Q: On vous reproche une approche négative: pas de jouets, pas de parler bébé, pas de transat d'éveil, etc. Que répondez-vous à ces critiques?

R: Nous n'avons jamais dit que nous étions contre les jouets! Bien sûr que les enfants ont besoin de jouets. Mais il leur faut des jouets passifs. Nous croyons que plus les jouets sont actifs (lumineux et bruyants, la télévision étant l'exemple ultime du jouet actif), plus ils encouragent la passivité. Un jouet ne doit pas divertir, mais encourager l'exploration. Quant au parler bébé, oui, il faut parler aux enfants, mais avec naturel, tout simplement. Dans le respect, toujours. Les transats d'éveil, soucoupes et jouets du genre, enfin, empêchent le mouvement naturel de l'enfant. Nous ne sommes pas pour ce genre de jouets pour la simple et bonne raison que l'activité principale d'un enfant, justement, est de s'exercer à se déplacer!

Q: Prendre son temps avant de réagir, donner du temps à l'enfant pour jouer, le laisser se débrouiller tout seul, tout cela relève du gros bon sens, finalement. Pourquoi en faire une école de pensée?
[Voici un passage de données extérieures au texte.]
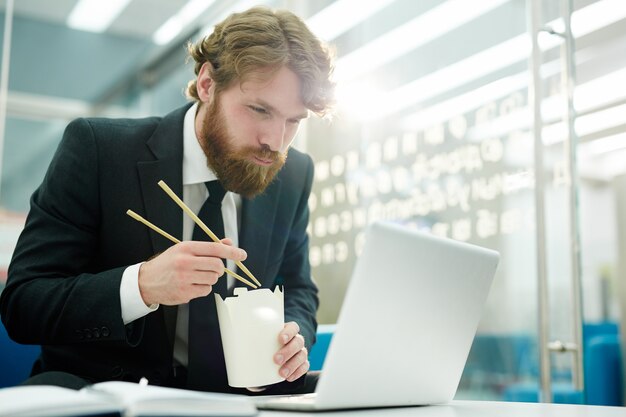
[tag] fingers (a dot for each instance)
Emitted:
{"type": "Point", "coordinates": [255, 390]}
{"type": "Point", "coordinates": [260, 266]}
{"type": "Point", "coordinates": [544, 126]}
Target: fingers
{"type": "Point", "coordinates": [219, 250]}
{"type": "Point", "coordinates": [295, 367]}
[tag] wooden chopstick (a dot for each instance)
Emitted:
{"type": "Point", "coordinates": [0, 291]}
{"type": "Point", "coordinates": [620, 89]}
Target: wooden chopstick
{"type": "Point", "coordinates": [203, 226]}
{"type": "Point", "coordinates": [173, 239]}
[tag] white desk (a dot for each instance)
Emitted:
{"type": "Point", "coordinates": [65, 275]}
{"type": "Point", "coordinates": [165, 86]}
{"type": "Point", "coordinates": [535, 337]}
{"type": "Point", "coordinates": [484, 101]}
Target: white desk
{"type": "Point", "coordinates": [473, 409]}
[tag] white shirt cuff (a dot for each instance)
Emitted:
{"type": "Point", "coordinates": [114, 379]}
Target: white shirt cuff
{"type": "Point", "coordinates": [133, 306]}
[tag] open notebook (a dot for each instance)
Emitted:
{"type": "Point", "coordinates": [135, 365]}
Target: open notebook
{"type": "Point", "coordinates": [406, 324]}
{"type": "Point", "coordinates": [116, 398]}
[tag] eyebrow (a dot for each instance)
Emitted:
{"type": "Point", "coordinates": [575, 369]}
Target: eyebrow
{"type": "Point", "coordinates": [273, 110]}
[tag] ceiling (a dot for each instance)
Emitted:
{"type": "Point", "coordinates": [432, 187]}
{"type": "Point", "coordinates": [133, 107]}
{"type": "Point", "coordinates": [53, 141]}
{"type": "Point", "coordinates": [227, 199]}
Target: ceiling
{"type": "Point", "coordinates": [50, 61]}
{"type": "Point", "coordinates": [140, 19]}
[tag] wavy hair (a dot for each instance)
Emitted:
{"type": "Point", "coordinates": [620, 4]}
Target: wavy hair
{"type": "Point", "coordinates": [265, 39]}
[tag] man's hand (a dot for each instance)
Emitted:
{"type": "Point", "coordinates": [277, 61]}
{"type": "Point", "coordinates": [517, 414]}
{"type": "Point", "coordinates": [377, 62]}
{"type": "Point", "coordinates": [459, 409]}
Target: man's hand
{"type": "Point", "coordinates": [185, 271]}
{"type": "Point", "coordinates": [293, 356]}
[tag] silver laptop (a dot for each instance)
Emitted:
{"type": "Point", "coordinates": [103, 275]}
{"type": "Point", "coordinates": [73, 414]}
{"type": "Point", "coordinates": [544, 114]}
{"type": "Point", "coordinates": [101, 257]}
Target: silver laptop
{"type": "Point", "coordinates": [406, 324]}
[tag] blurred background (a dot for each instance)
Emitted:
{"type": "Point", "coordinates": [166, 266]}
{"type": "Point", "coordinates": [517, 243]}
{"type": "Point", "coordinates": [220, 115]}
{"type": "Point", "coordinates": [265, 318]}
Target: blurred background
{"type": "Point", "coordinates": [475, 120]}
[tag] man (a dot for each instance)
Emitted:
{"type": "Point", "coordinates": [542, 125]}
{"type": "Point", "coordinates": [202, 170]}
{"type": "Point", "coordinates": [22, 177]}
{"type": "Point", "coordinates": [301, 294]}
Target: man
{"type": "Point", "coordinates": [107, 298]}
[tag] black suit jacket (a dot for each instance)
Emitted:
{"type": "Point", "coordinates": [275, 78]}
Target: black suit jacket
{"type": "Point", "coordinates": [63, 282]}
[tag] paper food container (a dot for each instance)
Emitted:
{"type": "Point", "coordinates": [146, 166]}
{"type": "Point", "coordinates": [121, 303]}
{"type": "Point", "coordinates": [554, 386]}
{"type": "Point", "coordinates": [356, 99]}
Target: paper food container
{"type": "Point", "coordinates": [250, 323]}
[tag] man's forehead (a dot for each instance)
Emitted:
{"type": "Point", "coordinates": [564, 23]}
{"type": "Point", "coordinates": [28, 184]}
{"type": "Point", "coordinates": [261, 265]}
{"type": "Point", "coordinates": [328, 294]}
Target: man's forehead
{"type": "Point", "coordinates": [279, 90]}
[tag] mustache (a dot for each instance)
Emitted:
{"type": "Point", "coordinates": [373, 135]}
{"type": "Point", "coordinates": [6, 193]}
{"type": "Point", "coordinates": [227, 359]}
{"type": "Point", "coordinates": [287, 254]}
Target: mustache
{"type": "Point", "coordinates": [265, 153]}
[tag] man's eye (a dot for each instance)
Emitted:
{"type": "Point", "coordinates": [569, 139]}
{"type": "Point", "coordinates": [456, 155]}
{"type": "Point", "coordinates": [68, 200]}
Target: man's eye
{"type": "Point", "coordinates": [259, 110]}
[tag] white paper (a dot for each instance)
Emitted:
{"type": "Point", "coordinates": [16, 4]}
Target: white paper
{"type": "Point", "coordinates": [250, 324]}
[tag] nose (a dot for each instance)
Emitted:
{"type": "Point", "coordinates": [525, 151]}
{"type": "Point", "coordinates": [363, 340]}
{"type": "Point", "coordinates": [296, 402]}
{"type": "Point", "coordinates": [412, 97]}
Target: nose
{"type": "Point", "coordinates": [273, 135]}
R: Parce que, mine de rien, cela prend de la pratique! Peut-être est-ce parce que nos vies vont si vite. Mais très vite, on embrigade nos enfants dans une routine qui est parfois épuisante. Les activités de natation, de gymnastique, l'hyperstimulation, c'est trop. Et c'est très lourd pour les parents. Nous, ce qu'on dit, finalement, c'est de ralentir.